In late December 2017, Alex received a letter from the Department for Work and Pensions telling him he would be changing from Disability Living Allowance (DLA) to Personal Independence Payment (PIP) and would need to re-apply. This caused Alex a lot of concern and worry over the Christmas period. Alex was told the form would need to be completed and returned by 12 February, which was not achievable, so he rang to request an extension and was given two weeks.
Alex and his mum went through the form and answered the questions that they could, and realised they needed help. Alex then contacted Citizens Advice, which supported him with his application. It took several hours to complete. Alex had previously tried to get support through his housing association’s benefits advisor, but found it difficult to get hold of her.
The whole process of applying for PIP is extremely stressful.

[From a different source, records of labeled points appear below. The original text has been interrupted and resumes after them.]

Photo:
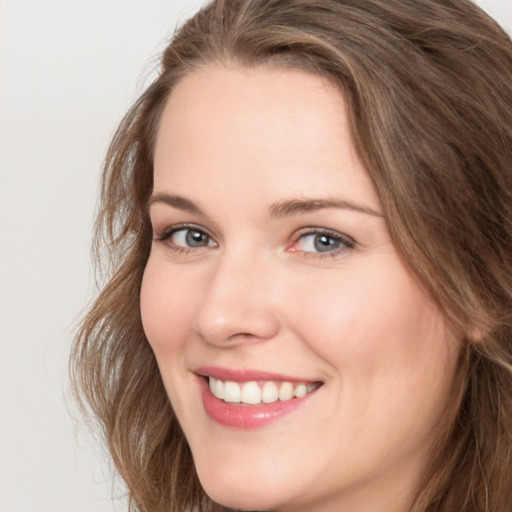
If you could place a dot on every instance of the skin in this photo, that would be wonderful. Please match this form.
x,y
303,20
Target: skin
x,y
258,294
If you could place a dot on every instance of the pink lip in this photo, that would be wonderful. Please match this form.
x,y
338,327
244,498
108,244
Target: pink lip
x,y
245,416
244,375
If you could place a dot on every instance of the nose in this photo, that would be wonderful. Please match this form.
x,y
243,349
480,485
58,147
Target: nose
x,y
238,305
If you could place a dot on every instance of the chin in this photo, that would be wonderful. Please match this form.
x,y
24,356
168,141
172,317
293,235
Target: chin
x,y
240,490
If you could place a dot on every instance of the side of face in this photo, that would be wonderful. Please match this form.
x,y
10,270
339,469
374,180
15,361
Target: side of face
x,y
272,262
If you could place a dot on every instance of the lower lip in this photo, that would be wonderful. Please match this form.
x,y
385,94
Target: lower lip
x,y
246,416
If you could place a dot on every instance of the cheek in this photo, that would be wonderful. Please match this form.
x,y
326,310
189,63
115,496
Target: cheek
x,y
374,324
166,308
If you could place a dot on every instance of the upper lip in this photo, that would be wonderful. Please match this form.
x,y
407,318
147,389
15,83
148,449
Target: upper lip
x,y
239,375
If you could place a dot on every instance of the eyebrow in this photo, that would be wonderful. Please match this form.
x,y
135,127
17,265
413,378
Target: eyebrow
x,y
299,206
178,202
280,209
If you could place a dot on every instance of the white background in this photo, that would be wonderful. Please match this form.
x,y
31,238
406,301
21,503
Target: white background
x,y
68,71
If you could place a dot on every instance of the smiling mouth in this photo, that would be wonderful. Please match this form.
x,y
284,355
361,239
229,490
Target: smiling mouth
x,y
259,392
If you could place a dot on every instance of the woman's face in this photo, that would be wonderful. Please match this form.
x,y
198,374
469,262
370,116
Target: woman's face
x,y
272,273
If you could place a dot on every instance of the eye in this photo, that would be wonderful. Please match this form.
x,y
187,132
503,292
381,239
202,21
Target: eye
x,y
183,238
322,242
190,238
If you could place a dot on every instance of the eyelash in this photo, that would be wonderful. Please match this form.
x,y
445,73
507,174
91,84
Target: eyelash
x,y
345,241
166,234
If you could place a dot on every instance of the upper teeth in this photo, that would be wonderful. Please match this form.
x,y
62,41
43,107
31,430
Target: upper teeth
x,y
254,393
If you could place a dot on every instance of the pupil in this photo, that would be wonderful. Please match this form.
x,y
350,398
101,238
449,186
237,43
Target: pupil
x,y
323,243
195,238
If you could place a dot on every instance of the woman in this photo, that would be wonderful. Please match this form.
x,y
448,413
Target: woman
x,y
309,222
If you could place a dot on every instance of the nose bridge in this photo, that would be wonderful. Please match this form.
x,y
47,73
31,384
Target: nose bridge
x,y
237,304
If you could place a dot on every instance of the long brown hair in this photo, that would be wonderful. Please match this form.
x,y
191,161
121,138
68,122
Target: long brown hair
x,y
428,84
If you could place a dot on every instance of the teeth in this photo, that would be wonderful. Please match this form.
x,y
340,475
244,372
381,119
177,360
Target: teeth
x,y
269,393
231,392
253,393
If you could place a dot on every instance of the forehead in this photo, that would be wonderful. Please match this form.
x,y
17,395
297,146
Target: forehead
x,y
261,127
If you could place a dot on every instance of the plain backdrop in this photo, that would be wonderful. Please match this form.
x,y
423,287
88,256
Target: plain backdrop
x,y
68,71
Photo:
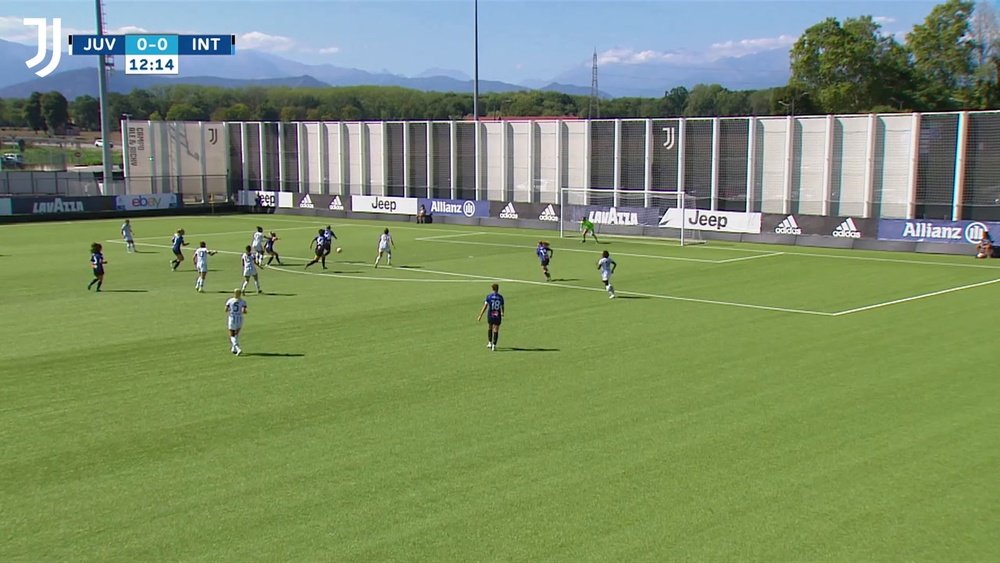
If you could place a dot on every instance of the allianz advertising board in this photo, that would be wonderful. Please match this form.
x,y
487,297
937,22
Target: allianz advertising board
x,y
929,230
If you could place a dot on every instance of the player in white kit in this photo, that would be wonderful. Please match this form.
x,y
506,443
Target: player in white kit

I struggle with my mental health, and every time I have to do this kind of thing it has a big impact. Having to talk about personal things in detail to people you don’t know is degrading and embarrassing. My details are already on record and state that my conditions are progressive and are only going to get worse.
I almost have a panic attack whenever I receive a letter from the DWP. Life is very challenging at the best of times, and to go through these periods of extreme anxiety every few years is a huge setback for me. There is just no thought or concern for how the process affects people. It’s like they don’t care.
I received my last letter from the DWP over Christmas, and had to ask for an extension, which was accepted. But it had an impact on the time it took to hear back. I don’t understand why they didn’t wait until the New Year to contact me. The timing was terrible.
When Alex stopped work, he lost his house, could no longer drive, and moved 25 miles from where he had been living for 30 years, leaving his friends and social life behind. He describes this as a very dark time. His former guide dog, Marky, came along in 2013, and this gave Alex the confidence to go out on his own and to college.
Alex received Direct Payment from Somerset County Council to pay for college. Going to college helped his mental health, but in December 2018 his payments were reviewed and Alex was told he no longer met the new criteria and the money would stop in January. This has had a big impact, both mentally and financially. Alex had to borrow money from his mum to pay for the following two terms.
You take three steps forward and five steps backwards all of time. My conditions are difficult enough to cope with – but I do – but the mental health side of coping is so difficult and there is no support. No one asks to have a disability, and I definitely am not asking for more than I’m entitled to.